Most sources suggest that the performance difference between ivy bridge and haswell isn't going to be a lot.. somewhere around 7-8%.... But yeah maybe Intel will fix the overheating problem with haswell that happens in ivy bridge when overclocking with increased voltages.. So if you plan to OC hardcore.. wait for haswell.. else go for the 3770K.


----------



## sumalatha (Mar 23, 2013)

Spoiler






lakeport said:


> Most sources suggest that the performance difference between ivy bridge and haswell isn't going to be a lot.. somewhere around 7-8%.... But yeah maybe Intel will fix the overheating problem with haswell that happens in ivy bridge when overclocking with increased voltages.. So if you plan to OC hardcore.. wait for haswell.. else go for the 3770K.






+1 to lakeport comments

Not much performance increase considering 7-8%.


----------



## Sainatarajan (Mar 23, 2013)

I think you would be happy with a FX 8350 . The Price Of I7 3770K is priced at ~20k and I think the 4770k would be priced Ridiculously at 25k(guess).


----------



## Bhargav Simha (Mar 27, 2013)

lakeport said:


> Most sources suggest that the performance difference between ivy bridge and haswell isn't going to be a lot.. somewhere around 7-8%.... But yeah maybe Intel will fix the overheating problem with haswell that happens in ivy bridge when overclocking with increased voltages.. So if you plan to OC hardcore.. wait for haswell.. else go for the 3770K.

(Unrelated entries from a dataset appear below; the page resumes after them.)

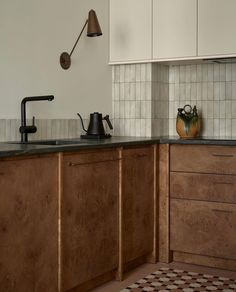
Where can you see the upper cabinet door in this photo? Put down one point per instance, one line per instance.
(174, 29)
(216, 27)
(130, 30)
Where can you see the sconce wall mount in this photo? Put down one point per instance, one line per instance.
(93, 30)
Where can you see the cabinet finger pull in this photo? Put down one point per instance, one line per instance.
(136, 156)
(222, 155)
(92, 162)
(222, 211)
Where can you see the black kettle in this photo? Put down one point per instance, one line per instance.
(96, 128)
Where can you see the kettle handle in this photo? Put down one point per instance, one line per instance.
(106, 118)
(82, 122)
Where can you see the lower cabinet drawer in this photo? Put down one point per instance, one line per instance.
(203, 159)
(203, 187)
(203, 228)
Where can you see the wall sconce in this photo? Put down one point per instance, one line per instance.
(92, 31)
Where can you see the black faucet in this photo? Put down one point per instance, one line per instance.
(24, 129)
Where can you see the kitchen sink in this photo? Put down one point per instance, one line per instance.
(50, 142)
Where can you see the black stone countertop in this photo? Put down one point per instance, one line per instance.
(12, 149)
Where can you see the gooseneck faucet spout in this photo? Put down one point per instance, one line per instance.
(24, 129)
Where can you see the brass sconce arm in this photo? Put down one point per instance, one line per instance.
(93, 30)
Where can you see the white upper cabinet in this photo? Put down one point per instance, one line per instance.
(130, 30)
(216, 27)
(174, 29)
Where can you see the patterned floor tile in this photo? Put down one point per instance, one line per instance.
(174, 280)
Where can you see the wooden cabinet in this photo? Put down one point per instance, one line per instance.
(203, 159)
(138, 202)
(28, 224)
(130, 30)
(216, 27)
(89, 216)
(203, 204)
(174, 29)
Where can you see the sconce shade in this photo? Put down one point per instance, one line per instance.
(94, 28)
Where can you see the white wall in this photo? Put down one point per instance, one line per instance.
(33, 34)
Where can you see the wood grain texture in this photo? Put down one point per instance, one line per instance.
(203, 228)
(28, 224)
(203, 159)
(204, 261)
(164, 225)
(119, 275)
(206, 187)
(138, 202)
(89, 216)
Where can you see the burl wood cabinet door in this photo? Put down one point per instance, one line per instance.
(203, 228)
(89, 216)
(138, 202)
(28, 224)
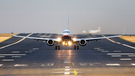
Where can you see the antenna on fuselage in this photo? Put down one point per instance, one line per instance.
(68, 21)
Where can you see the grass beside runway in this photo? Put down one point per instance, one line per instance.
(128, 38)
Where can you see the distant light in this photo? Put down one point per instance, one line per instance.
(59, 39)
(63, 42)
(74, 39)
(69, 43)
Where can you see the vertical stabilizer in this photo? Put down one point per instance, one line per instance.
(68, 22)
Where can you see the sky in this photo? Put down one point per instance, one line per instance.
(50, 16)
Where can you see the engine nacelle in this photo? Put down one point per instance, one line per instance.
(82, 42)
(50, 42)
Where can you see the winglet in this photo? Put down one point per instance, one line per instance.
(68, 22)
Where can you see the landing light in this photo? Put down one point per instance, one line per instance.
(74, 39)
(59, 39)
(69, 43)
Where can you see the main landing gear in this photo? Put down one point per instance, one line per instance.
(57, 47)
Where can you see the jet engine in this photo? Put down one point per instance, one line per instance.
(82, 42)
(50, 42)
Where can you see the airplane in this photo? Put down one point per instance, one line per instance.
(67, 39)
(92, 31)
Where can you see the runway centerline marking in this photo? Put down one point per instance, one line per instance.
(116, 64)
(125, 59)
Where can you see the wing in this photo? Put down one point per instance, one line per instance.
(97, 38)
(37, 38)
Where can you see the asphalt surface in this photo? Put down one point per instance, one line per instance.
(108, 57)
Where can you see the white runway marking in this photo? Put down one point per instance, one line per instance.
(21, 65)
(131, 55)
(96, 48)
(117, 51)
(1, 64)
(48, 64)
(16, 56)
(125, 59)
(100, 49)
(66, 72)
(104, 51)
(113, 64)
(66, 66)
(2, 56)
(7, 59)
(67, 69)
(115, 55)
(15, 51)
(120, 53)
(12, 54)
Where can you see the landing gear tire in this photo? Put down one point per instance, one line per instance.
(57, 47)
(76, 47)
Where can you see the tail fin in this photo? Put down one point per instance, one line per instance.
(124, 31)
(68, 21)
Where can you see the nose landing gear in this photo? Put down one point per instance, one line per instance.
(57, 47)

Reviews by the "sources" have not been done on the final product... just like a beta of game or software, the proccy they worked is a work in progress with beta drivers. So I feel we should not judge the performance increase right now.


----------



## topgear (Mar 28, 2013)

granted the review/preview tested a review sample only, there's not enough new apps which can take advantage of the new instruction sets and the OC potentiality has not been tested yet but generally speaking 3770K or even a FX-8350 is a much better for the people who don't wnt to wait as these techs, platforms are more mature and going with either of them is not a bad idea by any means.


----------



## Ironman (Mar 28, 2013)

lakeport said:


> Most sources suggest that the performance difference between ivy bridge and haswell isn't going to be a lot.. somewhere around 7-8%.... But yeah maybe Intel will fix the overheating problem with haswell that happens in ivy bridge when overclocking with increased voltages.. So if you plan to OC hardcore.. wait for haswell.. else go for the 3770K.



not hardcore oc ................ but planning to do a little OC


----------



## harshilsharma63 (Mar 28, 2013)

Is it an urgent purchase, or you just want an upgrade?


----------



## topgear (Mar 29, 2013)

Ironman said:


> not hardcore oc ................ but planning to do a little OC



both are good for your purpose then and 4.5 Ghz is guaranteed


----------